Almirall reported Q1 2026 revenue of EUR 291 million, down 1.07% versus the EUR 294.15 million consensus but still up 2.2% year over year, with EBITDA rising to EUR 67.5 million and margin expanding to 23.2%. European dermatology sales grew 19.3% and Ebglyss reached EUR 42 million, though U.S. legacy products remained pressured by generic competition and FX headwinds. The company reiterated full-year guidance and highlighted continued momentum in biologics and dermatology, despite the modest revenue miss.

Analysis

The key second-order read is that the quarter is less about the small top-line miss and more about the quality of mix: dermatology is now carrying the group while legacy U.S. products and FX act as a drag.
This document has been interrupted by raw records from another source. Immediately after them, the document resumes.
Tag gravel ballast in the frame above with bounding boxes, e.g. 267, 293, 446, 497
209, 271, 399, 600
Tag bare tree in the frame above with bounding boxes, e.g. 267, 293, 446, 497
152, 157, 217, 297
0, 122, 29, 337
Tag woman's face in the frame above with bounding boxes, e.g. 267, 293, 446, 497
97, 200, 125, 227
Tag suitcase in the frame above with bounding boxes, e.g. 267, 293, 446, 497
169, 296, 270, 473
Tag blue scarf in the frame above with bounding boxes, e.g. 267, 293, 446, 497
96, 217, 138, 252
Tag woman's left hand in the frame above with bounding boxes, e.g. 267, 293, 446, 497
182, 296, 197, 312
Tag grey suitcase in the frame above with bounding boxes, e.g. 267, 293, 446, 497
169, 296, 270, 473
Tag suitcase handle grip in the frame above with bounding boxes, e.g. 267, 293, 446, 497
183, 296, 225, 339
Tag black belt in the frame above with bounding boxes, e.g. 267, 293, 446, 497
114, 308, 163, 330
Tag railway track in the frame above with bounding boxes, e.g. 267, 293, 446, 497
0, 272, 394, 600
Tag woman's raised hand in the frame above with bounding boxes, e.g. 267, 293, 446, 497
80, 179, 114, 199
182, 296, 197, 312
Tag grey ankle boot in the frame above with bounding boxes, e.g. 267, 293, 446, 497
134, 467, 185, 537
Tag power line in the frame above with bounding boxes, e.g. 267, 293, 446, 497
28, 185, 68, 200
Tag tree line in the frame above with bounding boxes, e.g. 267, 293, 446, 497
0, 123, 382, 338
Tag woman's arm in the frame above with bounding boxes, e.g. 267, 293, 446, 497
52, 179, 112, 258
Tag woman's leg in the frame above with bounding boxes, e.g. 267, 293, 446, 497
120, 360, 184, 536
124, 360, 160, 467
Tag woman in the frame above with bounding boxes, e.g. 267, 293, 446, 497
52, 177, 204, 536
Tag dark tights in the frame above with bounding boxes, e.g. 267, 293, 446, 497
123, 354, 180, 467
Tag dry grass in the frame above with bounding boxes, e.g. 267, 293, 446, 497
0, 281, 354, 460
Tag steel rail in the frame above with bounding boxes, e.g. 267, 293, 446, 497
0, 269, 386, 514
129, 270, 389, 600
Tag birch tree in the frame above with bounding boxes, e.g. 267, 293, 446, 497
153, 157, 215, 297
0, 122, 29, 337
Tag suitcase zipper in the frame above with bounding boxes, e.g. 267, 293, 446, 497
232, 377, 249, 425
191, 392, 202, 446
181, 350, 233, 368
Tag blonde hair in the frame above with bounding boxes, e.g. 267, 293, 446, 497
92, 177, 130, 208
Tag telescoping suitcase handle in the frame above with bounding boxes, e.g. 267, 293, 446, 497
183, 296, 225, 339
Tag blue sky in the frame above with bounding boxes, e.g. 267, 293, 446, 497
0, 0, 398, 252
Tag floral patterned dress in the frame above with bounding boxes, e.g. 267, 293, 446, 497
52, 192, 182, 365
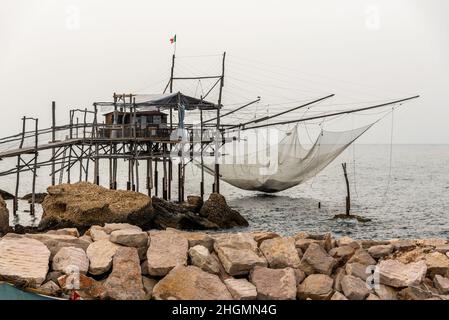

That changes the equity story from “can they hit guidance?” to “how long can they compound margin while the old book decays?” In that framework, the market is likely underestimating how much incremental EBITDA leverage comes from the European launch curve, especially if SG&A remains phasing-based and not structurally higher. The bigger risk is that the U.S. portfolio erosion becomes a persistent cash sink just as the company leans into pipeline spend and milestone outflows. The near-term P&L looks resilient because royalty and milestone timing are lumpy, but over the next 2-3 quarters the market will start discounting whether Ebglyss can offset a maturing Ilumetri trajectory and continued legacy decay. If growth decelerates even modestly in the new launches, the multiple can compress quickly because the bullish case is implicitly assuming a multi-year runway with few execution stumbles. Contrarian angle: consensus may be too focused on the “miss” and not enough on the fact that this is becoming a cleaner dermatology platform with operating leverage. That said, the stock is not obviously cheap if investors are already capitalizing peak sales ambitions without demanding proof on the next wave of assets. The best asymmetry is likely in the peers rather than the headline name: stronger Ebglyss momentum should support the franchise narrative for the class, while companies with more exposed legacy dermatology exposure and weaker pipeline optionality should trade worse as the market re-rates winners and laggards in the category. From a timing perspective, the next catalyst is not this print but the next 1-2 quarters of launch data and confirmation that U.S. weakness is contained. If Ebglyss keeps accelerating in France/Italy and Ilumetri stays stable, the stock can grind higher; if not, the market will likely rotate to skepticism on the durability of the dermatology premium.